The Keynotes (1): Umut Korkut on the problems and downfall of liberalism

I too have a problem at this point since my keynote speech overlaps a little with the keynote of Dr Umut Korkut (Glasgow Caledonian University) whose came first. It is tempting to interweave the two but perhaps a short note on each before trying to draw them together. I, of course, have my text but not his, so his is from notes and memory. I suspect I may finish up writing more and thinking more at the end but I do want to present his case as best I can. The words are mine but the ideas his.


Dr Umut Korkut (I'll call him Umut from now on) gave, I think, the better speech but then he is a specialist scholar and knows more of the field. And yet it's more than that: he has a firm conceptual grasp of a wider process, with a wealth of reading:  I have my own sense of events but with relatively thin reading. On a personal note he is himself Turkish but speaks good Hungarian (maybe better than I do in some areas) as I found when talking to him before he spoke.

The key in his keynote was the idea of liberalism: how we understand it and how it operates.

Liberalism, he began, is in favour of modernity and against tradition but it faces mounting challenges. Nor is there a consensus on its virtues. It is deeply interwound with economic neo-liberalism, that is to say late capitalism, and is perhaps overdetermined by it.

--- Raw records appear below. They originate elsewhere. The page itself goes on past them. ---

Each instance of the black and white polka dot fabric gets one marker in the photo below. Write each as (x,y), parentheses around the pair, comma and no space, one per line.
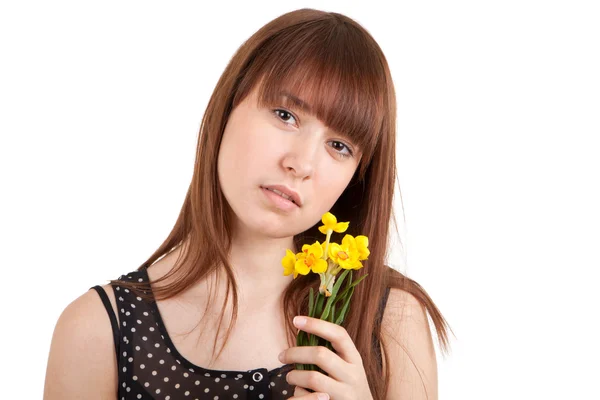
(150,367)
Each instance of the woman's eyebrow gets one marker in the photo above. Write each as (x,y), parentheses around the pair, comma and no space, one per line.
(304,106)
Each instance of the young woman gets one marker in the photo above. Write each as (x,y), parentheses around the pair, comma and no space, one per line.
(301,122)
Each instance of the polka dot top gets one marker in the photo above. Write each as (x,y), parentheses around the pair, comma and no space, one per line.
(150,367)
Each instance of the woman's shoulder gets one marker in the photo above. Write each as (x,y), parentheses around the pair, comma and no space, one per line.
(82,355)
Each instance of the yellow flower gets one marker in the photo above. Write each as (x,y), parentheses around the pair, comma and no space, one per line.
(347,254)
(310,259)
(289,263)
(362,244)
(330,223)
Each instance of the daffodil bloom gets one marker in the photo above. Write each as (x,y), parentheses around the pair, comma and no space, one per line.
(289,263)
(347,254)
(362,244)
(311,259)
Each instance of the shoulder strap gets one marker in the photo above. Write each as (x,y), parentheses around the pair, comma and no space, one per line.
(111,315)
(382,305)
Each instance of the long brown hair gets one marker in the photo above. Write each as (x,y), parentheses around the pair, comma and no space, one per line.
(334,64)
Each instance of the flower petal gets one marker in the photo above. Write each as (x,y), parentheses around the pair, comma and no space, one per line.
(302,268)
(316,249)
(329,219)
(320,266)
(341,227)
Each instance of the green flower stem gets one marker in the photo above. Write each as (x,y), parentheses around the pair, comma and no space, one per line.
(329,232)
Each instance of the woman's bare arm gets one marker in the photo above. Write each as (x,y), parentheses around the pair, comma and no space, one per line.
(407,337)
(82,362)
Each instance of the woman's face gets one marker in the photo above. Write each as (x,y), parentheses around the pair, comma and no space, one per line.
(266,147)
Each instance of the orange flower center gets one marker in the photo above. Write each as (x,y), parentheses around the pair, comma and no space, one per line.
(309,261)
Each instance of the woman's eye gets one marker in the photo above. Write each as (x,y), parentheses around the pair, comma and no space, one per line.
(283,115)
(339,147)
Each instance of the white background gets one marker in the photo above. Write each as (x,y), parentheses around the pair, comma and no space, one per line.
(498,128)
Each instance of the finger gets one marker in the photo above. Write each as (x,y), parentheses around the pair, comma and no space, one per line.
(315,381)
(321,356)
(311,396)
(299,391)
(302,394)
(335,334)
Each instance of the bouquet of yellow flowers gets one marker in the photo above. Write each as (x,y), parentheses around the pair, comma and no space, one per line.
(328,259)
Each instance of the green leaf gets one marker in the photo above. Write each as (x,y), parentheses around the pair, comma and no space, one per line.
(345,308)
(332,298)
(332,316)
(310,304)
(353,284)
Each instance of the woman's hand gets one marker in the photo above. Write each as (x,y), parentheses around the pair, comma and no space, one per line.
(347,379)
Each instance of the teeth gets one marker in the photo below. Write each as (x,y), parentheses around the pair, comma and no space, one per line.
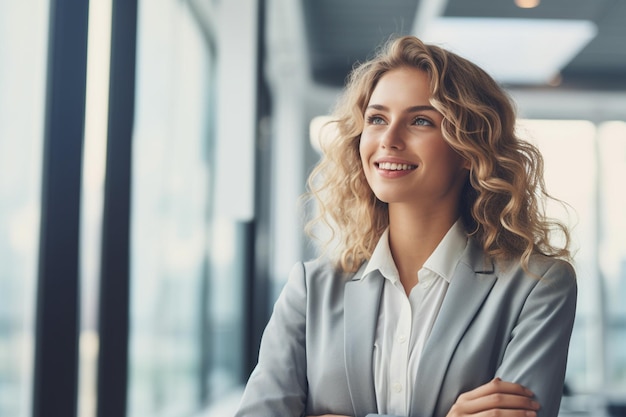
(392,166)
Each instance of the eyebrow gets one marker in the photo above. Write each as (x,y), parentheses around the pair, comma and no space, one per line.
(412,109)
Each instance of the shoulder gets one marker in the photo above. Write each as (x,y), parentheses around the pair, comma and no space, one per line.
(319,274)
(544,274)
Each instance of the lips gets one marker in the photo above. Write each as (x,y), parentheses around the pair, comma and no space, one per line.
(395,166)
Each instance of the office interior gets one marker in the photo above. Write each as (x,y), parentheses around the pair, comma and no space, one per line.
(152,155)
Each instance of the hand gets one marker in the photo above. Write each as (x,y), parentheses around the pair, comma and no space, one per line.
(504,398)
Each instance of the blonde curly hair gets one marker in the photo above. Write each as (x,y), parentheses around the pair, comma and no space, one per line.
(502,201)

He then gave a long and coherent critique of liberalism as we have it.

Democratisation is not the same as liberalisation. Liberalism, he said, has too many controlling assumptions. Arguments for the free market and democracy seem to go hand-in-hand. Centralised states were broken up to prepare the way to democratisation but the liberalism that followed was not the same thing. Liberals, he argued, demanded absolute support for economic liberalisation and thought in terms of the enlightened versus the unenlightened. In other words there was no argument against it. Anyone who thought otherwise was regarded as simply unenlightened (or stupid or mischievous).

The trouble with Europe was that it was too closely tied to economic liberalism. Its opponents, the conservatives, became fierce enemies, not only of economic liberalism but of social liberalism too, regarding it, not without reason, as elitist.

Historical liberalism had as its aim the creation  of 'the good society'. It was a process of renewal that began in the late nineteenth century. It meant change, but change from above. The controllers change but their replacements are also controllers.

He quoted a reforming member of the last Communist government, Rezsö Nyers, who argued against top-down change.

The question was why Hungarian liberalism had alienated the public. This was part of the answer.

He then dealt with the conservative reaction and cited the storming of the TV headquarters in 2006, attacks on Roma, and attacks on gays in 2007 and after. Xenophobia also grew: what was foreign was likely to be treacherous. And since the idea of liberalism involved both social tolerance and late capitalism, the world financial crisis of 2008 (which was a crisis of neo-liberalsm) dealt a serious blow to liberalism in general.

Left-liberalism was perceived by Hungarians to have started under Communism. In their rejection of it Fidesz wove together various patriotic themes and introduced a great many reforms. Ironically the economic reforms resembled those of the left-liberals but the political reforms were very different and embodied a different political climate (as represented by those events in 2006 above to the present). There was the continuing rise of the far-right Jobbik and Orbán's "illiberal democracy" speech to contend with.

He ended by pointing to the rich intellectual traditions of Hungary but blamed the lordly-disdain of liberals (left-liberals) for bringing about the current situation.


This argument left out the decisive and disastrous leaked speech of Ferenc Gyurcsány in 2006, the then MSzP (or Socialist) prime minister. I am not sure whether Umut regarded it as merely incidental, as just a trigger to a deeper process, or whether there was simply no time to deal with it. To my mind the Gyurcsány speech tied in with the concerns of the earlier paper about corruption. The argument also omitted any reference to  the increasing number and ferocity of religious assaults on symbols and institutions of social liberalism, but that would have been another large subject. We couldn't have expected him to cover that too. I only register these points as they seem worth mentioning.

Afterwards I asked whether there was only the one hard choice between liberalism / neo-liberalism on the one hand and conservatism / reaction on the other. What of social democracy on the Scandinavian model? The time for that was past, he answered (and others agreed). It was already passing in the 80s. The model was never quite what it is now painted now to be and it is redundant
(There was, in effect, no Third Way).
He may be right on that. We will see what Syriza come up with in Greece and what that leads to though I have no great confidence in single state solutions.

I was however taken by his critique of liberalism. I could readily see the justice of much of it and it bore directly on the question of Hungarian identity in my own speech later that day.